Upon completion of the 100 per cent stock-for-stock transaction, the combined entity will be named Youku Tudou Inc, representing the "largest user base, most comprehensive content library, most advanced bandwidth infrastructure and strongest monetisation capability within the [online video] sector in China," said Victor Koo, founder, chairman and chief executive officer of Youku.
Gary Wang, Koo's counterpart at Tudou, added that the transaction "further strengthens our market position", referring to the combined company's clout with advertisers and industry partners.
Under the terms of the deal, Youku's ex-competitor Tudou.com will retain its brand identity. The agreement sees Youku and Tudou shareholders owning stakes of approximately 71.5 per cent and 28.5 per cent, respectively.
To draw ad spending from brand owners, the two US-listed online video rivals have in the past spent money on copyrighted content, which was also the bone of contention between the duo. Youku and Tudou, both unprofitable, have accused one another of infringing on exclusively licensed content. From now on however, they will share the costs of content acquisition.
To the media industry and brand advertisers, this means Youku Tudou now holds bigger power over the market, and will be able to inflate its online video advertising prices.

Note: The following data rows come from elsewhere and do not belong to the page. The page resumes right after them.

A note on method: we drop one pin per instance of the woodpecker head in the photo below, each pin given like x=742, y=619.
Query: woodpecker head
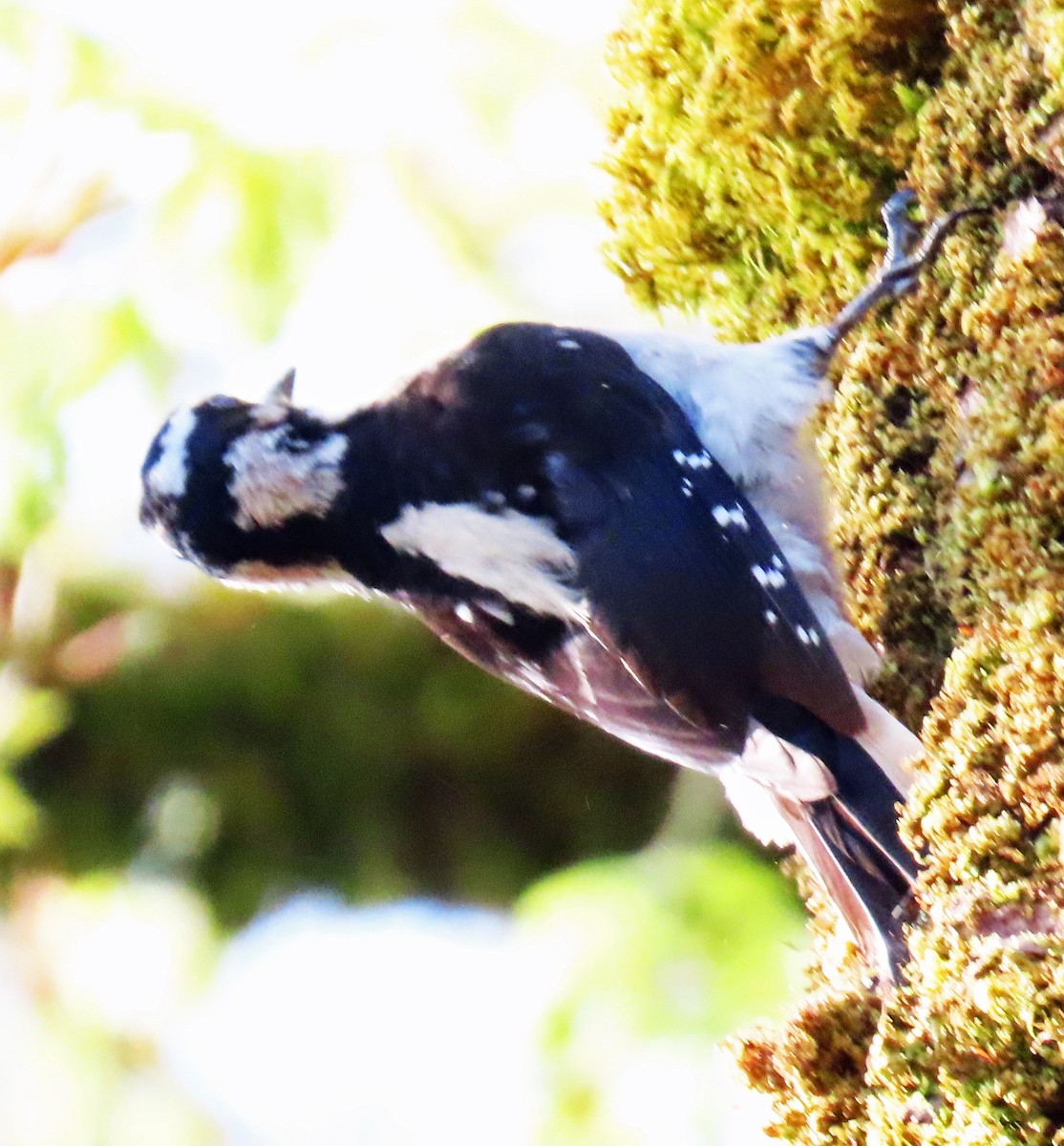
x=242, y=488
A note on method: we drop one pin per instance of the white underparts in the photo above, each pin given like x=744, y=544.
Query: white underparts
x=516, y=556
x=169, y=476
x=272, y=482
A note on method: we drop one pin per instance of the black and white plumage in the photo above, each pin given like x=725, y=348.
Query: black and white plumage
x=628, y=527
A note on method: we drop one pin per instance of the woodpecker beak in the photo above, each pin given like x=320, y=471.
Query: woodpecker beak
x=281, y=394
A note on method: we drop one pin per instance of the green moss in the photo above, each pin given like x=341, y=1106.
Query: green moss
x=753, y=148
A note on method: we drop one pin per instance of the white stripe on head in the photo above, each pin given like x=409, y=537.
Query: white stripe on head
x=169, y=477
x=272, y=484
x=510, y=554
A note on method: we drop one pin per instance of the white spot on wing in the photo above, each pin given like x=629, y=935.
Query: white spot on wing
x=270, y=484
x=516, y=556
x=169, y=477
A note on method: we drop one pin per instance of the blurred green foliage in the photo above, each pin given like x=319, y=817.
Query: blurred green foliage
x=320, y=744
x=269, y=212
x=673, y=949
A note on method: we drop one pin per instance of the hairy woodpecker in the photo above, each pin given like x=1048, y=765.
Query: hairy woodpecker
x=628, y=526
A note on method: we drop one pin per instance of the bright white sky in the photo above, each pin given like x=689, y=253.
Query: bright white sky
x=367, y=81
x=445, y=997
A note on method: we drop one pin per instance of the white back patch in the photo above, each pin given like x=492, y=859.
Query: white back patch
x=169, y=476
x=272, y=484
x=517, y=556
x=264, y=577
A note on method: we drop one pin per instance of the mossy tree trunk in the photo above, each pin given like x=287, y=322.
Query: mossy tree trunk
x=754, y=146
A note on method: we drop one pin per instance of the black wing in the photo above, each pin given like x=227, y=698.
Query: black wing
x=685, y=578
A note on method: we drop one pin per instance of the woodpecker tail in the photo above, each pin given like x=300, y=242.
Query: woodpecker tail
x=840, y=805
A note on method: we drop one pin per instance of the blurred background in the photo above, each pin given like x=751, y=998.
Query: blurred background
x=282, y=870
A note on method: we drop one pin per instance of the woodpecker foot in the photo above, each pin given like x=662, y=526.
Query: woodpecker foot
x=902, y=266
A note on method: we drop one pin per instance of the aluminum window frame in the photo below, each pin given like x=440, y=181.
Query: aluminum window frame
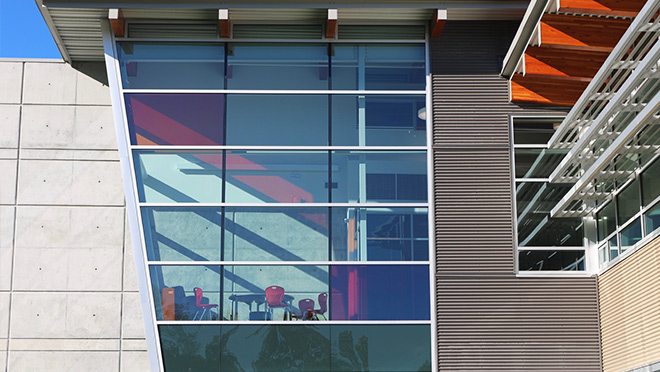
x=134, y=206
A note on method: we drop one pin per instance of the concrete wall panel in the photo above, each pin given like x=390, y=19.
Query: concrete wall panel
x=11, y=81
x=49, y=83
x=69, y=227
x=9, y=123
x=85, y=269
x=70, y=183
x=4, y=314
x=132, y=324
x=63, y=361
x=75, y=127
x=8, y=181
x=65, y=315
x=134, y=361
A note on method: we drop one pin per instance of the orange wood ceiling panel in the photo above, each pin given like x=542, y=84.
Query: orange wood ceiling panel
x=616, y=5
x=554, y=90
x=581, y=31
x=568, y=61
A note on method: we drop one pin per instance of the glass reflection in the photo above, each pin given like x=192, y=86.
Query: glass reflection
x=276, y=234
x=374, y=120
x=176, y=288
x=281, y=66
x=277, y=177
x=175, y=119
x=551, y=260
x=380, y=292
x=277, y=120
x=171, y=65
x=379, y=176
x=192, y=348
x=380, y=234
x=178, y=176
x=374, y=66
x=183, y=233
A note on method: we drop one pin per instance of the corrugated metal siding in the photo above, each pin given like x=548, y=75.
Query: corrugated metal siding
x=629, y=295
x=488, y=319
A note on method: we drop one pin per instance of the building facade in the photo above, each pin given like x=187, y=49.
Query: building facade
x=340, y=188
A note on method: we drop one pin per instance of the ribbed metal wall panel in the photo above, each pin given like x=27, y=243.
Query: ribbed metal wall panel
x=629, y=295
x=489, y=319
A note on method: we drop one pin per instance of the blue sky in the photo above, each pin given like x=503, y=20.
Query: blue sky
x=23, y=32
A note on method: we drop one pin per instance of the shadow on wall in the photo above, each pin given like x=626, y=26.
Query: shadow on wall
x=95, y=70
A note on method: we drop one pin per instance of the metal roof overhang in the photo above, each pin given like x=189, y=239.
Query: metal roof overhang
x=614, y=128
x=76, y=28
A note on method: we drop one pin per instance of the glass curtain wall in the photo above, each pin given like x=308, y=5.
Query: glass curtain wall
x=282, y=191
x=632, y=214
x=544, y=243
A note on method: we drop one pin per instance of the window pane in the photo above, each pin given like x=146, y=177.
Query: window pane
x=171, y=65
x=551, y=260
x=174, y=292
x=276, y=348
x=185, y=176
x=277, y=177
x=379, y=120
x=175, y=119
x=183, y=233
x=631, y=235
x=362, y=176
x=628, y=202
x=284, y=120
x=652, y=219
x=606, y=221
x=534, y=132
x=380, y=234
x=537, y=163
x=276, y=234
x=245, y=291
x=651, y=183
x=191, y=348
x=373, y=67
x=268, y=66
x=380, y=292
x=381, y=348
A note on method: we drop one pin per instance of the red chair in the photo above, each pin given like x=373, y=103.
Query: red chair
x=199, y=294
x=323, y=303
x=274, y=297
x=306, y=307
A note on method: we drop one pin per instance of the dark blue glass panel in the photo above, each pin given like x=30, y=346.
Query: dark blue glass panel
x=381, y=120
x=380, y=292
x=183, y=233
x=277, y=120
x=380, y=234
x=191, y=348
x=378, y=66
x=175, y=119
x=171, y=65
x=277, y=177
x=270, y=66
x=381, y=348
x=389, y=176
x=551, y=261
x=276, y=348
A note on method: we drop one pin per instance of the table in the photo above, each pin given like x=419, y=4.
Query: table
x=256, y=299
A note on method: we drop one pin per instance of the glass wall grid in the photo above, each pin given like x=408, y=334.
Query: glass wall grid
x=228, y=211
x=544, y=244
x=631, y=216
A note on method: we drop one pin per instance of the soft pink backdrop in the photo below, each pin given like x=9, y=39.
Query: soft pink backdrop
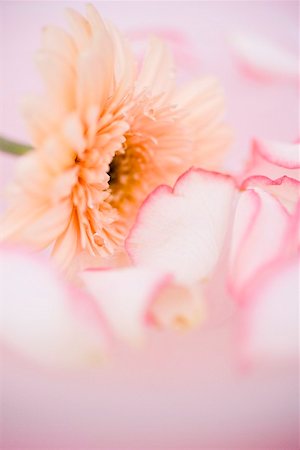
x=179, y=391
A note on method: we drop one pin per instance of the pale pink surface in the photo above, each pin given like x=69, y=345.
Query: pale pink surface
x=180, y=391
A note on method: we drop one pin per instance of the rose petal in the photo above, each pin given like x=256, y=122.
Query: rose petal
x=182, y=231
x=270, y=316
x=124, y=296
x=258, y=236
x=285, y=189
x=179, y=307
x=274, y=159
x=264, y=59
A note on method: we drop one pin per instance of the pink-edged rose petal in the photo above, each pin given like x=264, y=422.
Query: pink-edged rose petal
x=42, y=318
x=285, y=189
x=274, y=159
x=264, y=59
x=125, y=297
x=182, y=230
x=270, y=315
x=258, y=236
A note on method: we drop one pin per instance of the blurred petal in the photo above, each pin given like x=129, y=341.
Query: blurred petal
x=285, y=189
x=270, y=316
x=41, y=318
x=157, y=72
x=182, y=231
x=259, y=234
x=274, y=159
x=125, y=296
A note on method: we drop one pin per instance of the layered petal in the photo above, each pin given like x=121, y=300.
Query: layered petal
x=264, y=59
x=258, y=236
x=182, y=230
x=269, y=327
x=274, y=159
x=125, y=297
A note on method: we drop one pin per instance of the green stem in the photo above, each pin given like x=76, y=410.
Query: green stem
x=15, y=148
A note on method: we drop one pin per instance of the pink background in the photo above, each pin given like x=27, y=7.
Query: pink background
x=179, y=391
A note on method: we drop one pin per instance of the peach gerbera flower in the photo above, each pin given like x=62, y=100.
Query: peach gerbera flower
x=104, y=135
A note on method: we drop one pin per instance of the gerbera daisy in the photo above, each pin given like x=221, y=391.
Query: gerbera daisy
x=105, y=134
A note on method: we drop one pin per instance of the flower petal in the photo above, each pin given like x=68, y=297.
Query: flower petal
x=274, y=159
x=270, y=317
x=285, y=189
x=182, y=231
x=157, y=72
x=178, y=307
x=41, y=318
x=124, y=296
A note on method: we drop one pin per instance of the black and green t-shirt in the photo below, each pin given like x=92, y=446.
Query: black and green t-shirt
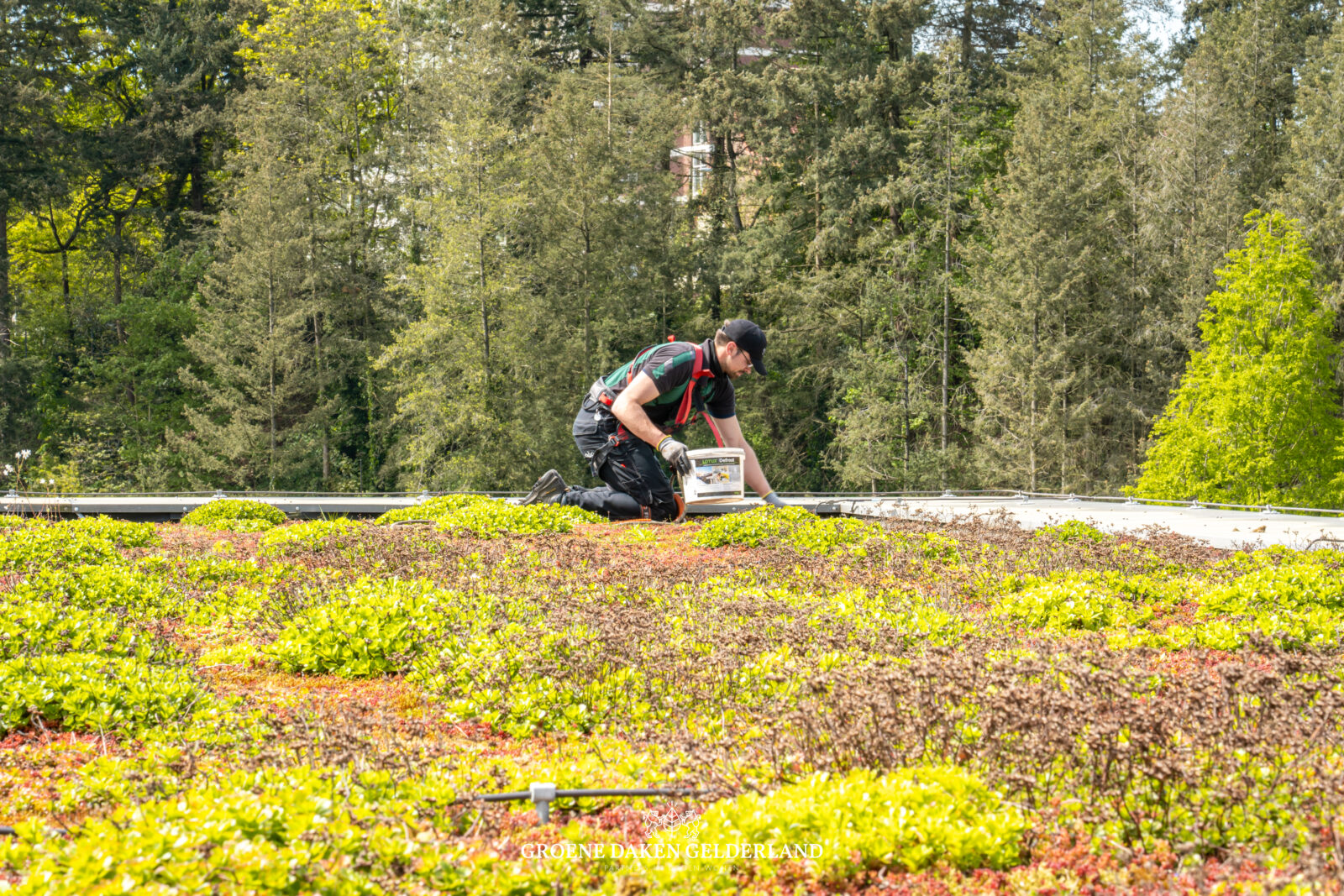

"It will be more difficult to negotiate the ad prices, which will go up quite significantly, between 30 to 50 per cent in the near-term", according to Aegis Media's Meg Chen, who is executive vice president of digital investment management at the agency. The impact on online media inflation is not immediate, but may filter through after two quarters, Chen said.
Together, the companies will control more than one-third but less than half of China's online video ad market. Before this, Youku had 21.8 per cent market share as of the fourth quarter and Tudou took 13.7 per cent, according to Analysys International.
Chen pointed out that Tudou's advertising rates used to be cheaper than Youku's in the smaller player's bid to gain a bigger slice of the pie.
The consolidation has made the choice of online video platform easier for advertisers, as Youku's Koo put it. During a joint conference call, executives stated that the combined company will provide different options to advertisers for better pricing leverage.
To Chen, those options may take the form of branded content partnerships. To neutralise the impact of more expensive ad prices, online marketers should also diversify their strategies to consider other channels like PPTV, PPS and Qiyi, she advised.
Analysys research expects overall online video ad revenue to increase to US$3.1 billion (CNY19.8 billion) by 2014.